Scores are ordinal judgments derived from public product surfaces, API availability, and funding evidence, not directly reported metrics. x-axis reflects commercial API readiness; y-axis reflects real-time interactive simulation capability depth.
[CP001, CP004, CP005, CP006, CP007, CP009]3.2 Competitor profiles: Runway, World Labs, DeepMind/Genie 3, Luma AI, Inworld, and Rosebud
Runway raised $315 million in a Series E in February 2026, nearly doubling its valuation to $5.3 billion. The company is best known for physics-aware video generation (Gen 4.5) and is explicitly pre-training the "next generation of world models" for products and industries beyond media. Runway already has partnerships with Adobe and is expanding into gaming and robotics, making it the most direct frontier peer to Decart's Lucy model in creative and media workflows. It has a CoreWeave compute partnership and a team of approximately 140 people in February 2026. World Labs raised $1 billion in February 2026, including $200 million from Autodesk, at a valuation reportedly targeting $5 billion. Founded by Fei-Fei Li, its Marble product generates editable, downloadable 3D environments from images, video, or text. The Autodesk partnership focuses on media and entertainment use cases initially and positions World Labs as the closest spatial-AI peer to Decart's Oasis world for 3D content creation workflows, though not for real-time driving simulation. Google DeepMind's Genie 3, released in research preview in August 2025, generates interactive worlds at 24 fps and 720p, supports promptable world events, and already powers Waymo's internal simulation architecture. It is not available as a public commercial API, which gives Decart a temporal window before Google potentially monetizes this capability externally. Luma AI raised $900 million in November 2025 with a 2-gigawatt AI supercluster partnership in Saudi Arabia. It is primarily known for Dream Machine and video generation, with world models as a stated future direction. Inworld AI pivoted to realtime voice AI for consumer companion apps, achieving 1 million users in 19 days on a $500 million valuation, and is no longer a direct simulation competitor. Rosebud AI focuses on text-to-3D-game creation and represents a development-tooling substitute rather than an inference-infrastructure competitor.[CP002, CP003, CP004, CP005, CP007, CP008]

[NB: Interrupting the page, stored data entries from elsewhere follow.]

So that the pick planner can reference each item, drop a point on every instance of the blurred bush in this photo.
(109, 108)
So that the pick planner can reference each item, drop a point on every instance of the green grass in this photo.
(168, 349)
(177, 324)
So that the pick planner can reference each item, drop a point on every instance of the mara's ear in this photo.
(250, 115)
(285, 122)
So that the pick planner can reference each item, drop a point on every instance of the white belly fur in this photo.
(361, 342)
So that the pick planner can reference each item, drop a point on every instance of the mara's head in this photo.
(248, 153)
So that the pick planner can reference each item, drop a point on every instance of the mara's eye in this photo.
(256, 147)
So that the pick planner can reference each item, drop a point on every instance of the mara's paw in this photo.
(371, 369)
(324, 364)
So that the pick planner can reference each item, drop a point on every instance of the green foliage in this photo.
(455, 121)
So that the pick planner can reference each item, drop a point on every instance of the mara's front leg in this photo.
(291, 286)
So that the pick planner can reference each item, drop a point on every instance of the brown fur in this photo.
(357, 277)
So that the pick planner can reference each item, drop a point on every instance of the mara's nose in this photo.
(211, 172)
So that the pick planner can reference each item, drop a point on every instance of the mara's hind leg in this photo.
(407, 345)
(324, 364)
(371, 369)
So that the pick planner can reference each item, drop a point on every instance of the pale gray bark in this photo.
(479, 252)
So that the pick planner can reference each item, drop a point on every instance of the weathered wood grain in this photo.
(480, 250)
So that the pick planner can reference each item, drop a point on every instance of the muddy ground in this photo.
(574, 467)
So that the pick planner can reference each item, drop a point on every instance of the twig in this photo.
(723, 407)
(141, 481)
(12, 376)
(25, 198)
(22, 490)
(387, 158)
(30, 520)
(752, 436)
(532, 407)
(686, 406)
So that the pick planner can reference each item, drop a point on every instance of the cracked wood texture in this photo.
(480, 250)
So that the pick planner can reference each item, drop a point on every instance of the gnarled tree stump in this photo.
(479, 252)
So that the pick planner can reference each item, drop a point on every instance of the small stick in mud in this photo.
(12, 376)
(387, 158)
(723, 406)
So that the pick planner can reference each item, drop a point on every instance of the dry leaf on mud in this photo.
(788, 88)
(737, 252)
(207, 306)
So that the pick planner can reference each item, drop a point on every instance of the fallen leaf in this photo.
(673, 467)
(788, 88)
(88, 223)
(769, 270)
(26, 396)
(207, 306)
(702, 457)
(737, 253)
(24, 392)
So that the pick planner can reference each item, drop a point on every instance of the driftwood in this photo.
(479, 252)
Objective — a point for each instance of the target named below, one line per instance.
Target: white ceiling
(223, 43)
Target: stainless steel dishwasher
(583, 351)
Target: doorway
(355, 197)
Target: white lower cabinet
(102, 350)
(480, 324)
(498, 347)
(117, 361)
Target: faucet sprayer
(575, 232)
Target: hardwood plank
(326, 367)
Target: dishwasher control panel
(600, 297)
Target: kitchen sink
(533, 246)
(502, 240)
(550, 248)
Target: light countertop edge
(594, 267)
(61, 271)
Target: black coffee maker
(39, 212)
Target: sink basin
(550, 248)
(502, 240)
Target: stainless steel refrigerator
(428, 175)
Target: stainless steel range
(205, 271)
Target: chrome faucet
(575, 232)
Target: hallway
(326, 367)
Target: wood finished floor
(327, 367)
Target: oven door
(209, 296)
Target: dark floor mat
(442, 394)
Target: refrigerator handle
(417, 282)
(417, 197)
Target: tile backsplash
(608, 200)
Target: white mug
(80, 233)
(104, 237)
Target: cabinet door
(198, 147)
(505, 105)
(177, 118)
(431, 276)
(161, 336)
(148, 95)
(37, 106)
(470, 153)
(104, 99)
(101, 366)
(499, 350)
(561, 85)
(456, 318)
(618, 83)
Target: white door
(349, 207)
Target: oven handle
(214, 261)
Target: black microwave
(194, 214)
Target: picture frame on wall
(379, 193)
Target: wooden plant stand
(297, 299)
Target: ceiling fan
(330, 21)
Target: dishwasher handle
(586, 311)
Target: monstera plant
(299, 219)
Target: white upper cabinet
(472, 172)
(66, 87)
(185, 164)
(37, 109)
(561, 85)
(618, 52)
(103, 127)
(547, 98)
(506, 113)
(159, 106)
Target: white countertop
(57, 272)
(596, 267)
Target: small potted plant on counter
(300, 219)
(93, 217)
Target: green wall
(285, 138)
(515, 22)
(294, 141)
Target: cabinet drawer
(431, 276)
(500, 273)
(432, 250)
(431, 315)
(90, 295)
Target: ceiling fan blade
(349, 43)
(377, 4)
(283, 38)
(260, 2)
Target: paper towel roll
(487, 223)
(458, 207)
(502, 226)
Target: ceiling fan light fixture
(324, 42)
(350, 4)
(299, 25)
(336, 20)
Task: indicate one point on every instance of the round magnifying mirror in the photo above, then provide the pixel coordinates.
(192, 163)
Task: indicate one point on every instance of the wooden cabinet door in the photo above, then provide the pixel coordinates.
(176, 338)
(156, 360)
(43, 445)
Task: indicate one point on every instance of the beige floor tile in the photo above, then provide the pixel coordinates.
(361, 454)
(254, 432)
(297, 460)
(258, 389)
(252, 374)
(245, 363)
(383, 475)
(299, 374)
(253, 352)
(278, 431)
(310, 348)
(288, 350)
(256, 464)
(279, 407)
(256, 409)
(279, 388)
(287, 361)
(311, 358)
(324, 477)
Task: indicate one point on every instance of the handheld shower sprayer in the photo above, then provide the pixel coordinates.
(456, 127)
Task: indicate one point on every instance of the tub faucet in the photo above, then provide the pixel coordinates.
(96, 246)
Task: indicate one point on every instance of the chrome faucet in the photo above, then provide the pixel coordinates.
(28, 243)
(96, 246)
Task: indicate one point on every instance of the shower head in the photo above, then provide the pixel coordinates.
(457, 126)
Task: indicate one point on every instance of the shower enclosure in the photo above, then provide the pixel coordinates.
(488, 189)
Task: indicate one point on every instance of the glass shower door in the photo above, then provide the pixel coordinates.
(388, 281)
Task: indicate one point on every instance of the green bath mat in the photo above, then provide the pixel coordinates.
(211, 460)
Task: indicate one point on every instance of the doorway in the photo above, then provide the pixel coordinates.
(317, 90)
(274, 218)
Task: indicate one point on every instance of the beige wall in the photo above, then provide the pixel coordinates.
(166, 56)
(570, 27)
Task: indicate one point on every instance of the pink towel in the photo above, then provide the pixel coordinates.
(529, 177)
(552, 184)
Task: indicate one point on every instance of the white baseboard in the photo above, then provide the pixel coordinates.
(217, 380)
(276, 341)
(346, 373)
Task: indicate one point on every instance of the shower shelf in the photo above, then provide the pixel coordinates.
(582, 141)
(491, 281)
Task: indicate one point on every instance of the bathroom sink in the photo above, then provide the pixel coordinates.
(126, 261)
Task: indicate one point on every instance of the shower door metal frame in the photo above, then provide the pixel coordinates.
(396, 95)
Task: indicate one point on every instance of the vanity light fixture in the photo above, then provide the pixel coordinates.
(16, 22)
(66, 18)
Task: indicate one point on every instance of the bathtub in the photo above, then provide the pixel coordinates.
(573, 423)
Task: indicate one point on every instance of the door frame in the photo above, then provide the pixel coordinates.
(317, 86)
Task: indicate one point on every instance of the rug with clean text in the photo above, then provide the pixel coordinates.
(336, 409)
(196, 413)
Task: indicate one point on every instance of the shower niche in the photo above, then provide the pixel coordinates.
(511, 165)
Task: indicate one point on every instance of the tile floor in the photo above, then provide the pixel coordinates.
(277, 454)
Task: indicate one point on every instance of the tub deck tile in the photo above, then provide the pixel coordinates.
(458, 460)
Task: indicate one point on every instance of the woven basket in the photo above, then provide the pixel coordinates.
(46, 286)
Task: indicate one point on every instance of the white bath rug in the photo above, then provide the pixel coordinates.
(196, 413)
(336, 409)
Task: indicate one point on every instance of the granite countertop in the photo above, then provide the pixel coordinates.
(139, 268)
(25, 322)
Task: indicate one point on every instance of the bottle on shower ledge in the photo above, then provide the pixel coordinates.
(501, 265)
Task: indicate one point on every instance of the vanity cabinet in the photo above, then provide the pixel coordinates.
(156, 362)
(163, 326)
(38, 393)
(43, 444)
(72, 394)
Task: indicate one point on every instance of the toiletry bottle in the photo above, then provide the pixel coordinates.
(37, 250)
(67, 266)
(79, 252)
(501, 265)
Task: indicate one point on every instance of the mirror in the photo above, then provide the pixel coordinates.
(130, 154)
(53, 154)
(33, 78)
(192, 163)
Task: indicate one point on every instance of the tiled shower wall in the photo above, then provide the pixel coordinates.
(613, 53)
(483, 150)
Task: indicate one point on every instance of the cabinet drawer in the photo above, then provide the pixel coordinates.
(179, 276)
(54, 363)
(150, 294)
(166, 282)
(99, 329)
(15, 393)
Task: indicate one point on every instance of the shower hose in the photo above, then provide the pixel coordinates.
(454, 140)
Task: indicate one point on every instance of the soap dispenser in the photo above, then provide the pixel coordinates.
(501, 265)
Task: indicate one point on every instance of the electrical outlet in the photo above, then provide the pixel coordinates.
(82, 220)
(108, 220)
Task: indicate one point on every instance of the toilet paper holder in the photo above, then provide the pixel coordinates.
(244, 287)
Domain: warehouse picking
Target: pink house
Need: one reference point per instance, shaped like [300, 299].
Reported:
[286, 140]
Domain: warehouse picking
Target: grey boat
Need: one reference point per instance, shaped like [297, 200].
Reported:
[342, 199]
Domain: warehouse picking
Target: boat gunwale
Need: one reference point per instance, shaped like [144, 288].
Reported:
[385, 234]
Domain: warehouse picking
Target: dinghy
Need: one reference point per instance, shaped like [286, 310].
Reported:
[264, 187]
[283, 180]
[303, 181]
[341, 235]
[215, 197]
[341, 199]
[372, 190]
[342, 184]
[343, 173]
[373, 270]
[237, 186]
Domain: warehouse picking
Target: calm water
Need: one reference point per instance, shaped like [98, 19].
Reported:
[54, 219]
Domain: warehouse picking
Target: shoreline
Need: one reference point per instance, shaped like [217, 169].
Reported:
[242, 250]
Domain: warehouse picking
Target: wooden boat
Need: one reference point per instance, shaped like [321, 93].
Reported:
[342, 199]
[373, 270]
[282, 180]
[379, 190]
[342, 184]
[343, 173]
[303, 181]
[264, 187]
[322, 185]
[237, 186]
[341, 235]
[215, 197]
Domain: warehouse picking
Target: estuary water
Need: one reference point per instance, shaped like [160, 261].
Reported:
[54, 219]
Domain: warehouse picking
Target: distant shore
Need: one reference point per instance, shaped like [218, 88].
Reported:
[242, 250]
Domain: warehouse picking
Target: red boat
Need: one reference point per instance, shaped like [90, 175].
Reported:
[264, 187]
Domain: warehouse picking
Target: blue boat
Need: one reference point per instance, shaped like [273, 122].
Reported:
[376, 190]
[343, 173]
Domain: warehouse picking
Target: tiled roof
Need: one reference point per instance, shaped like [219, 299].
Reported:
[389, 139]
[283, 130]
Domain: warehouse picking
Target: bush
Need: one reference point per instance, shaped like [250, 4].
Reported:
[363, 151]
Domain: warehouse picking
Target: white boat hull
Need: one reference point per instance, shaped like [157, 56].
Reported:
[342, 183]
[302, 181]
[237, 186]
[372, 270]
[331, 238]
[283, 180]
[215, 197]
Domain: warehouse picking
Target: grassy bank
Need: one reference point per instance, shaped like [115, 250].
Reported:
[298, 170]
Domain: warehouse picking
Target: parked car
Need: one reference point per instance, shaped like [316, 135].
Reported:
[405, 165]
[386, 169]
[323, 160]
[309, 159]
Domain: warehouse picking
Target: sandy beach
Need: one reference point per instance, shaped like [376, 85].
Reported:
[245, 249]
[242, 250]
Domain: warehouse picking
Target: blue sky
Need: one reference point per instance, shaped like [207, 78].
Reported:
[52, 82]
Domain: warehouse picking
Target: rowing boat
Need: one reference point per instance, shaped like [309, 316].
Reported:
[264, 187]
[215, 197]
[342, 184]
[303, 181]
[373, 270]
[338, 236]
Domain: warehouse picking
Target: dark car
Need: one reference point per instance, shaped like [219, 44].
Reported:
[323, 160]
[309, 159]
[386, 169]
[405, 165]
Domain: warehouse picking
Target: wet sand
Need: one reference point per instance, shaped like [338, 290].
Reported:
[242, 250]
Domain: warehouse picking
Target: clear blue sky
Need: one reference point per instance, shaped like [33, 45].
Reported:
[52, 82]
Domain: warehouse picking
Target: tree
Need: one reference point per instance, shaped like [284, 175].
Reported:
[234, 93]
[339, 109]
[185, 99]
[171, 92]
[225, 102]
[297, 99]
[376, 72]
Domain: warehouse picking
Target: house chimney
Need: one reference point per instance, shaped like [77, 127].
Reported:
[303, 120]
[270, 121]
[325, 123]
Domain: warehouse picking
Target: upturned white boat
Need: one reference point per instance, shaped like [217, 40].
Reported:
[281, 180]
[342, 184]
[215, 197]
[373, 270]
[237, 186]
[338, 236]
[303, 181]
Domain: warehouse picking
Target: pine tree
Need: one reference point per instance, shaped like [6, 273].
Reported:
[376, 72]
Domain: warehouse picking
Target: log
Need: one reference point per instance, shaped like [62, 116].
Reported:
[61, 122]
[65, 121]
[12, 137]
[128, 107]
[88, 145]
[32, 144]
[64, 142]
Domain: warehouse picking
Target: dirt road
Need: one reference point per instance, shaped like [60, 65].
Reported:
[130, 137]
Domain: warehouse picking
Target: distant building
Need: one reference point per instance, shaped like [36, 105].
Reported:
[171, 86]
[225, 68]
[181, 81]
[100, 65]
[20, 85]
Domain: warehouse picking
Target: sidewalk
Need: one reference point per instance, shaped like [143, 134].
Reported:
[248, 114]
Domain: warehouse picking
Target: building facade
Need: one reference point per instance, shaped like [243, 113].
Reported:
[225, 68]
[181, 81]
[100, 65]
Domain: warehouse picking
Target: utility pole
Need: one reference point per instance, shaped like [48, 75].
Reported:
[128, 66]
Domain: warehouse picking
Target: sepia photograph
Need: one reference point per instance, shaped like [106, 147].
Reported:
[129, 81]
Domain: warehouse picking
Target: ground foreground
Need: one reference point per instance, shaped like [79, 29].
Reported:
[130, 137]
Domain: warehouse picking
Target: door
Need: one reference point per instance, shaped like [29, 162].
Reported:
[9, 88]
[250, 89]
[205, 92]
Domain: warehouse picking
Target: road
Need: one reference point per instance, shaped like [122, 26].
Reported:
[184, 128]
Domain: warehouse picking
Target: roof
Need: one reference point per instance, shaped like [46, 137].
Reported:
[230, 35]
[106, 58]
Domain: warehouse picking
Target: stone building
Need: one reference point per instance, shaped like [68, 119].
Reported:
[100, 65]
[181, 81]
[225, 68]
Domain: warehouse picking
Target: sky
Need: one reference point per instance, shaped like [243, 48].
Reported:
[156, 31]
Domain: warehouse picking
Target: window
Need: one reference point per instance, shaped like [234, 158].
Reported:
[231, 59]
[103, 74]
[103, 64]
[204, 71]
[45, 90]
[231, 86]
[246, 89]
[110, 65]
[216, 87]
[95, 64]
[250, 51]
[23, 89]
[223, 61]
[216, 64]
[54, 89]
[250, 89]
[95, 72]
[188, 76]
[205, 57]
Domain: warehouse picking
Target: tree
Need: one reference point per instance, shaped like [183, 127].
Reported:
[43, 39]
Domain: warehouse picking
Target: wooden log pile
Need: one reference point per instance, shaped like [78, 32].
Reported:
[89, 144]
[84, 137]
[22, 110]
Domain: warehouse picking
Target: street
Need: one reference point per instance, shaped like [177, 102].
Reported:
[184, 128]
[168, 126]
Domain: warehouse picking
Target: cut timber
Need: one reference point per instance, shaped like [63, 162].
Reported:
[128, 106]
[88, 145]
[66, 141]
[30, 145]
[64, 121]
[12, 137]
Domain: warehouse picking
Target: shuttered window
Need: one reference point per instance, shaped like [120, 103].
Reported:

| buying criterion | Decart (Lucy / Oasis / DOS) | Runway Gen 4.5 | World Labs Marble | DeepMind Genie 3 | Luma AI | Inworld AI |
|---|---|---|---|---|---|---|
| Real-time interactive generation (sub-30ms latency) | strong (production, <30ms TTF) | not available | not available | medium (24fps, research-only) | not available | not applicable |
| Driving / physical-AI simulation | strong (Oasis 3, camera-accurate) | not available | not available | medium (Waymo internal; no public API) | unknown | not applicable |
| Creative / video transformation | strong (Lucy 2.1, ecommerce, streaming) | strong (Gen 4.5, media/ad) | not applicable | not applicable | strong (Dream Machine) | not applicable |
| 3D environment creation | not available | not applicable | strong (Marble, editable 3D) | medium (3D interactive worlds, research) | not applicable | not applicable |
| Developer API with pay-as-you-go pricing | strong ($0.02/sec, public) | unknown (no public per-second pricing) | unknown (limited public pricing) | not available (research preview) | unknown (no public PAYG API) | strong (realtime voice API, $0.10/hr STT) |
| Hardware-agnostic optimization (NVIDIA/AWS/TPU) | strong (DOS multi-hardware) | unknown | unknown | unknown | unknown | not applicable |
| Production deployment at scale (>100K developers) | strong (Lucy 2.1 in production, 100K+ devs) | medium (media/ad production) | partial (early product) | not available | medium (Dream Machine in production) | strong (OtherHalf 1M users in 19 days) |
Cells are evidence-backed ordinal ratings based on reviewed public sources as of June 2026. "not available" means the capability was not available in a commercial API as of the review date. "unknown" means the reviewed source set did not support a judgment. Inworld AI cells for simulation are marked "not applicable" because it competes in voice AI, not world-model simulation.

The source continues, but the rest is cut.